I saw THIS photo on pinterest one day.

The Original Grain-free Peanut Butter Chocolate Chip Cookie Dough Bites - no white sugar, no oil, no flour! So gooey, simple and delicious! With a surprise ingredient | texanerin.com

I’m not sure there are many other things that scream “EAT ME!!” more than this. Not to mention, the Grain-free aspect went right along with my meal plan. I was intrigued and decided this was worth a try. Was it possible that a ball of chickpeas, honey, peanut butter and chocolate chips could be that good? YES! Also, because they are made of beans which are heavy rather than four and butter which are light, they fill you up really fast. Even Alex and the kids gave these two thumbs up with elated, bean cookie stuffed faces.  Who would’ve thought?



  • 1¼ cups canned chickpeas, well-rinsed and patted dry with a paper towel (Try to buy organic.
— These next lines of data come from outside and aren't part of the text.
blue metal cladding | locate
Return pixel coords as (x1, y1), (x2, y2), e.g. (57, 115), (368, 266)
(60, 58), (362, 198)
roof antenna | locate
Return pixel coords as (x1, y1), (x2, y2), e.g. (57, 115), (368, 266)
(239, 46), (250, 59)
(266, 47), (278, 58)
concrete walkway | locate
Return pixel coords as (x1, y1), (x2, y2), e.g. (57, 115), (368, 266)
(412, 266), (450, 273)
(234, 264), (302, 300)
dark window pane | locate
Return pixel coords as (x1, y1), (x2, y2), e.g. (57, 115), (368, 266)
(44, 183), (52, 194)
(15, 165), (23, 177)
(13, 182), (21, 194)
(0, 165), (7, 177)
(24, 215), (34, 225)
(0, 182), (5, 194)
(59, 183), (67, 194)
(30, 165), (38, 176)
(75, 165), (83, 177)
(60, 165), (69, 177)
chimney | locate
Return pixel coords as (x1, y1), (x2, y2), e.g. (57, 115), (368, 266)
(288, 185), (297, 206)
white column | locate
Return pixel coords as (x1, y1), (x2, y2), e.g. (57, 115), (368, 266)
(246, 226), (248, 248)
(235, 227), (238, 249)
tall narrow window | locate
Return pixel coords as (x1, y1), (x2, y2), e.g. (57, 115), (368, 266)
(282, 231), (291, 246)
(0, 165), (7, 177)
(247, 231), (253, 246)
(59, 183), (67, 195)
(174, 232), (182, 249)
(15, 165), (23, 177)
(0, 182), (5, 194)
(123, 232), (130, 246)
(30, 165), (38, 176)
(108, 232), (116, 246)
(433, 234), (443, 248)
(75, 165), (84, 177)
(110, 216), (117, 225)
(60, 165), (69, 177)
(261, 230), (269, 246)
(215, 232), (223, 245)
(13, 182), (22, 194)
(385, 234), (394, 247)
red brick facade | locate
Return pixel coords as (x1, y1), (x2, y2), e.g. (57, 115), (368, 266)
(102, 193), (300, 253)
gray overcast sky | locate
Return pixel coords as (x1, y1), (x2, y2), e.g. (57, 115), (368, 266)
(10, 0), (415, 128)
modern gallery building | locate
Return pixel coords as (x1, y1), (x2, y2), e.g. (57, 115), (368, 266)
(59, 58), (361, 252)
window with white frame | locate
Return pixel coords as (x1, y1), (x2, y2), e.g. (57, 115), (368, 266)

Chickpeas are one of the few types of beans I have found can taste really bad if you buy the cheapest brand.)
  • 2 teaspoons vanilla extract
  • ½ cup + 2 tablespoons (165 grams) natural peanut butter, SunButter Natural or almond butter – room temperature
  • ¼ cup (80 grams) honey (commenters have used agave and maple syrup with success!)
  • 1 teaspoon baking powder
  • a pinch of salt if your peanut butter doesn’t have salt in it
  • ½ cup (90 grams) chocolate chips (use vegan and dairy-free chocolate chips, if needed)


  1. Preheat your oven to 350°F / 175°C. Combine all the ingredients, except for the chocolate chips, in a food processor and process until very smooth. Make sure to scrape the sides and the top to get the little chunks of chickpeas and process again until they’re combined.
  2. Put in the chocolate chips and stir it if you can, or pulse it once or twice. The mixture will be very thick and sticky.
  3. With wet hands, form into 1½” balls. Place onto a Silpat or a piece of parchment paper. If you want them to look more like normal cookies, press down slightly on the balls. They don’t do much rising. (You will need to rewet your hand occasionally!)
  4. Bake for about 10 minutes. The dough balls will still be very soft when you take them out of the oven. They will not set like normal cookies.
  5. Store in an airtight container at room temperature (or in the fridge) for up to 1 week.


  • My can of chickpeas was 400 grams, 240 grams without the water, and I used all but a few tablespoons.
  • Don’t even try with regular peanut butter! They’ll come out oily. You MUST use natural peanut butter. :)
  • If you need grain-free baking powder, you can use 1 part cream of tartar + 1 part baking soda + 2 parts arrowroot.